Der Muskelkater war schon direkt nach dem Abstieg gut spürbar. Da ich von vorangegangenen Urlauben z.B. im Pitztal schon ahnte was kommen würde tat ich auch nichts anderes als abwarten. Eisbadewanne war ausgegangen.

Am Abend stand in Garmisch die „weisse Nacht“ an. Die gesamte Fußgängerzone war mit Biertischgarnituren weiss dekoriert und diverse Gastgeber boten Speis und Trank an. Also schleppte ich meinen gezeichneten Körper vom zweiten Stock hinunter auf die Straße. Dort trank ich dann mein drittes Radler (3,50 Euro).

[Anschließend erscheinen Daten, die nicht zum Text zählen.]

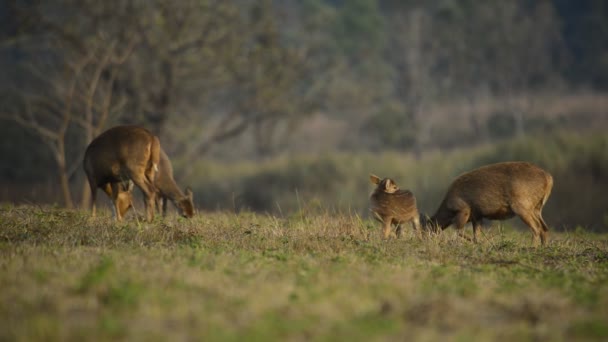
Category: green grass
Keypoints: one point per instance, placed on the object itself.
(222, 276)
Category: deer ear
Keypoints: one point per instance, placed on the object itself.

Eigentlich hätte ich heute morgen Sack und Pack nehmen können und nach Hause fahren. Denn der Muskelkater und die Aussicht damit noch wandern zu können war marginal.

Trotzdem fuhr ich zum Skistadion und schaute nach einer kleinen Tour. Der Wamkopf auf knapp 1000 Meter zog mich an. 300 Höhenmeter, das sollte möglich sein. Oben angekommen war der Wamkopf eine kleine Ortschaft mit Kirche, allerdings nicht das Ziel was ich mir erwünscht hatte.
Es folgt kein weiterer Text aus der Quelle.